Blondel usun kendi kendine yetmediği, bir boşluğu içerdiği görüşündedir. Ona göre us kendi boşluğunu kavrar, bu boşluğu doldurmak için de inana (iman) başvurur. Özleri gereği usla inan birbiriyle bağdaşamaz, ancak ulaşmak istedikleri erek bir olduğundan us inanın yardımına başvurur. Bu işlemde istencin etkisi büyüktür. İnsan, usla inanı bağdaştırınca istencin egemenliği kolaylaşır. İstenç, insanın eylemleriyle olayları aşmasını, onların altında ezilmemesini sağlar. İstence dayalı eylem olayların üstünde bulunan, olayüstü olan, varlığın bulunmasını sağlayan bir ilke niteliğindedir.

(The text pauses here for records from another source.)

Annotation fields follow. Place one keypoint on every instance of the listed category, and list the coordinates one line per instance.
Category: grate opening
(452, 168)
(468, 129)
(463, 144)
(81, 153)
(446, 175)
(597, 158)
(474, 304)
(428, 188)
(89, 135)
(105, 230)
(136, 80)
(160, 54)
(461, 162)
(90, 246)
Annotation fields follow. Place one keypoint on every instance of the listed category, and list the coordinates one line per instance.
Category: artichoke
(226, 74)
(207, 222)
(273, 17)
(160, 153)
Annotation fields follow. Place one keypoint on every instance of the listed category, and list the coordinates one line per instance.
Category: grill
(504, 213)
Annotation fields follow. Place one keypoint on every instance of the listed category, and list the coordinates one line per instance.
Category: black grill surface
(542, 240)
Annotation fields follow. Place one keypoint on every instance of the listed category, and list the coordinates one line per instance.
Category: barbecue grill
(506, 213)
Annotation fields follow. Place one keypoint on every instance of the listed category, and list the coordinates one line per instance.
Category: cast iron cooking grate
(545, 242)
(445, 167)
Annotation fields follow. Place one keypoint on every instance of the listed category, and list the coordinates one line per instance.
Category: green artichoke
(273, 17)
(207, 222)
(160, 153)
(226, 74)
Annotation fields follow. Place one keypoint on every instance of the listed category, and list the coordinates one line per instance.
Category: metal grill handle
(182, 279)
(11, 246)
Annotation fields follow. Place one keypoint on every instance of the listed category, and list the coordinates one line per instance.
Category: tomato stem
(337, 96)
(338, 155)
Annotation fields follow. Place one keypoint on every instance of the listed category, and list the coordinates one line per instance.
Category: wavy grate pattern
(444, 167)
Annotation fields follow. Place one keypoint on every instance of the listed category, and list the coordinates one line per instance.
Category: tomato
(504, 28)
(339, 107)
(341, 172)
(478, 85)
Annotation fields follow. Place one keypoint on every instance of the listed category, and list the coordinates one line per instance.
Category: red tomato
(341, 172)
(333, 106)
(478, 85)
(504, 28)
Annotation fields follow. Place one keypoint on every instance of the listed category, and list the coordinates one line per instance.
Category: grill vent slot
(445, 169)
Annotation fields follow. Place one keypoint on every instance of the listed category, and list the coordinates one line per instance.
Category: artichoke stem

İnan, usu aştığından bilinemeyenlerin bilinmesini, görülemeyenlerin görünmesini sağlar. Ancak insanın, inandan yararlanabilmesi için, kendisiyle dengeli olması gerekir. Kendi kendisiyle dengeli olmanın başlıca koşulu da us, istenç, inan gibi yetilerin bir uyum içinde bulunmalarıdır. İnan kişinin iç evrenini oluşturduğundan, onda doğaüstü bir yaşam saklıdır.

•    YAPITLAR: L’Açtion, 1893, (“Eylem”); La Pensee, 1934, (“Düşünce”); L’Etre et les Etres, 1935, (“Varoluş ve Varlıklar”), La Philosopbie et L’esprit Chretien, 1944, (“Felsefe ve Hıristiyan Anlayışı”); Exigences Philosophi-ques du Christianisme, 1950,(ö.s.),(“Hıristiyan Felsefesinin İstekleri”).

•    KAYNAKLAR: H. Dumery, Blondel et la religion, 1954; A. Hayen, Bibliographie blondellienne, 1953; U. Hom-mes, Tranzendenz und Personalitat zum Begriff der Aktion bei Maurice Blondel, 1972; F. Lefevre, L’itineraire philosophique de Maurice Blondel, 1928.